Design a reliable data access layer to access SQL Azure

May include but is not limited to: define client data access standards, connection timeout scenarios

There’s a nice article on TechNet on this topic and the next one, Design an efficient strategy to avoid data access throttling. I won’t publish another post for it, because there’s such a huge overlap between these subjects. The linked article above explains both of them pretty well.

As I have stated numerous times in these few posts (I think I’m constantly repeating myself) SQL Azure has the unique feature of killing your connections if you don’t play by the rules and try to monopolize all resources of the server where your database server resides. This feature is called throttling, and you should be aware of it and code your data access logic accordingly. This means that you should build in retry logic (the most preferred way for this is to use extension methods on the basic ADO.NET classes, such as SqlConnection and SqlCommand, according to the online examples floating around). Typically (a Microsoft recommendation) is to wait ten seconds and try again. Of course you can increase this time limit if it needed.

Trying to force something that fails constantly isn’t such a bright idea.

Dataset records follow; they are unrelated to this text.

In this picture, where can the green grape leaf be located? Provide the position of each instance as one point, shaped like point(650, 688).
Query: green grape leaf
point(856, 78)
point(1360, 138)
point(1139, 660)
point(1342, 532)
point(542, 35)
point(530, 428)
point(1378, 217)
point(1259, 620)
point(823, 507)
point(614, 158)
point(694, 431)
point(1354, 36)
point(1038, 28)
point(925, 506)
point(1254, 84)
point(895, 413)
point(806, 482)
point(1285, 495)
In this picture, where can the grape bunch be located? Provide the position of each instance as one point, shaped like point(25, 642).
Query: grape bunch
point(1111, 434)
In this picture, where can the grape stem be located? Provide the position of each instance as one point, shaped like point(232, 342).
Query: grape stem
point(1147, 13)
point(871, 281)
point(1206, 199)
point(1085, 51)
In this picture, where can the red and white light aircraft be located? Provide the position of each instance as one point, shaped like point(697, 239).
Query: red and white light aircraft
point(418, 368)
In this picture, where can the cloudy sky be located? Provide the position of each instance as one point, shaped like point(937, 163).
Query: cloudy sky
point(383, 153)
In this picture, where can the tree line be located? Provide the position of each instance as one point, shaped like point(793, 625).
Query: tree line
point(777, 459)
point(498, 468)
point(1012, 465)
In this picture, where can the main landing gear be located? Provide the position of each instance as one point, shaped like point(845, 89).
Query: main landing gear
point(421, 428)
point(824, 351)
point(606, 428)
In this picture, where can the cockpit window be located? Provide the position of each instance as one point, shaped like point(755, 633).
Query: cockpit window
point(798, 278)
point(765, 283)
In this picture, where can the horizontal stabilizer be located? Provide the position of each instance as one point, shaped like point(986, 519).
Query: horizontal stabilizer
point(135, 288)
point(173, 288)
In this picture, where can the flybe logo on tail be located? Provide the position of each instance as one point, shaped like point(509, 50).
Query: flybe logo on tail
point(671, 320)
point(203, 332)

So on the second or third approach, you could as well check out what the real problem is, and change your workload accordingly – if all else fails, then of course you could partition your database horizontally, but that’s a whole different topic.

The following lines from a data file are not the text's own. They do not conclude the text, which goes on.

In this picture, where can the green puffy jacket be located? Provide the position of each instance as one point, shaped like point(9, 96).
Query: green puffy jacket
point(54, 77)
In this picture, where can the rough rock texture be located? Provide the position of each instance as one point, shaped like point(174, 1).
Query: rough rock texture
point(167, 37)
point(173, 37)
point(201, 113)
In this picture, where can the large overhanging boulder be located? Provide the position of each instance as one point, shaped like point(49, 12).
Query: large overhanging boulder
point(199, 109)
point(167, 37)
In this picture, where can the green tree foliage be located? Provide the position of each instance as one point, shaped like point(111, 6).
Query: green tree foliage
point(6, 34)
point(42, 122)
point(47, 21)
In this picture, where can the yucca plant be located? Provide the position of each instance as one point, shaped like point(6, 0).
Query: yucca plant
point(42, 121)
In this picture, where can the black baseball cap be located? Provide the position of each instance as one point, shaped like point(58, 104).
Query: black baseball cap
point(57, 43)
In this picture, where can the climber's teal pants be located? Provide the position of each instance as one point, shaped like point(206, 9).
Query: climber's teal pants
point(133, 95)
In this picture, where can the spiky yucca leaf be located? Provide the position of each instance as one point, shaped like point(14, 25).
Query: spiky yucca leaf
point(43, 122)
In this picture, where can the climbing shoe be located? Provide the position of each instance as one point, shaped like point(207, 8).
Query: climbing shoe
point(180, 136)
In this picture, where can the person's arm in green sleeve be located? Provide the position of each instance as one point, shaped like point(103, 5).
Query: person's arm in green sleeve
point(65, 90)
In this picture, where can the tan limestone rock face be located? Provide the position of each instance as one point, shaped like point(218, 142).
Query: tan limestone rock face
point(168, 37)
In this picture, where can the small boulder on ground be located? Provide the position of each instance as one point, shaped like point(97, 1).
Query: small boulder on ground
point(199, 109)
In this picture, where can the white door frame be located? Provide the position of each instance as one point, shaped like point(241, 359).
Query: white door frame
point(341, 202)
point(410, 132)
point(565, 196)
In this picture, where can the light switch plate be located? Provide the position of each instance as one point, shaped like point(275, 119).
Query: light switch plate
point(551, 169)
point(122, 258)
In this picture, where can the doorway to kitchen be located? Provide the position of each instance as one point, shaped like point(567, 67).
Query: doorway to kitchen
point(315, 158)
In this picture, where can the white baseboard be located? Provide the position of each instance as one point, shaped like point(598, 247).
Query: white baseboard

Microsoft says you should do these three things in your data access layer: execute transactions in a continuous loop, catch connection termination errors and wait a little to reconnect. Now let’s see some possible reasons of database throttling. I remind you again to check out the TechNet article that is the basis of this post for a complete reference. So the following conditions result in throttling:

  • Consuming more than a million locks.
  • Uncommitted transactions.
  • Locking a system resource for more than 20 seconds.
  • A single transaction’s log file size exceeds 1 GB.
  • Using more than 5 GB tempdb space.
  • Consuming more than 16 MB of memory for more than 20 seconds when memory is limited.
  • Exceeding maximum database size.
  • Idle connections longer than 30 minutes.
  • A transaction running for more than 24 hours.
  • DoS attack (throttles connections from a particular (set of) IP address(es).
  • Network errors.
  • Failover errors.

These are the main reasons of connection throttling. Of course there’s a cure, and it comes in the form of some general best practices recommended by Microsoft. It makes such a perfect set of exam questions that I won’t leave out anything. So the best practices to avoid throttling:

  • Minimize network latency (choose the closest data center).
  • Reduce network usage: cache data and minimize round-trips to the server.
  • Keep your connections open as short as possible.
  • Set up short timeout durations in the connection string.
  • Use connection pooling.
  • Wrap all database operations in transactions with TRY CATCH blocks.
  • Fine tune your T-SQL.
  • Keep (or push) business logic in SQL Azure.
  • Use stored procedures and batching.

Optimize a data access strategy

May include but is not limited to: batch operations and performance techniques, data latency due to location, saving bandwidth cost

These topics were mentioned in some of my posts previously published, but a little review and repeat couldn’t hurt. This topic is about improving performance – both “real” performance, the raw speed of retrieving data, and both perceived performance, such as not blocking your UI thread while you’re waiting for data to be received.

When dealing with the Azure environment you’d like to be cost effective (you should be cost effective in every case, but cloud computing is a bit special, since you literally have to pay for your laziness). This means that you should design your data access strategy in a chunky manner. Roundtrips to the database over encrypted connection tend to be slow, not to mention the possibility of failure. Because of this, you’d like to query bigger chunks of data, and let the SQL Azure engine process that for you to save computing costs, too. You’d better use views and stored procedures, and implement your business logic in them, very close to the data (an arguable design, I admit). Also, you’d like to submit your changes in bulks – a good ORM such as EF or Hibernate can do this for you.

Another great way of reducing bandwidth usage is to load the data that is absolute necessary, and not anything else. The concept of lazy loading is very useful here – and mature ORM tools provide this for you nowadays. Note that lazy loading and chunky data retrieval are contradictory at best, so you have to find the right balance between them.

You can do a lot by caching your results. If you deploy an ASP.NET application to the cloud, you get a great and easy-to-use caching-feature.

The concept of sharding (or horizontal partitioning, or federating…) can help a lot to scale an application horizontally. The idea is relatively simple: you have multiple databases with the exact same schema, and store data based on some criteria (geographic location, customer ID, etc.) in them. The benefits are smaller indexes and faster query results; the drawback is complication in data access code.

The techniques above are real performance tuners, but you can easily boost the perceived performance of your applications by not blocking the main (UI) thread. Make database calls asynchronously, show nice animations while loading, and your app will be judged faster.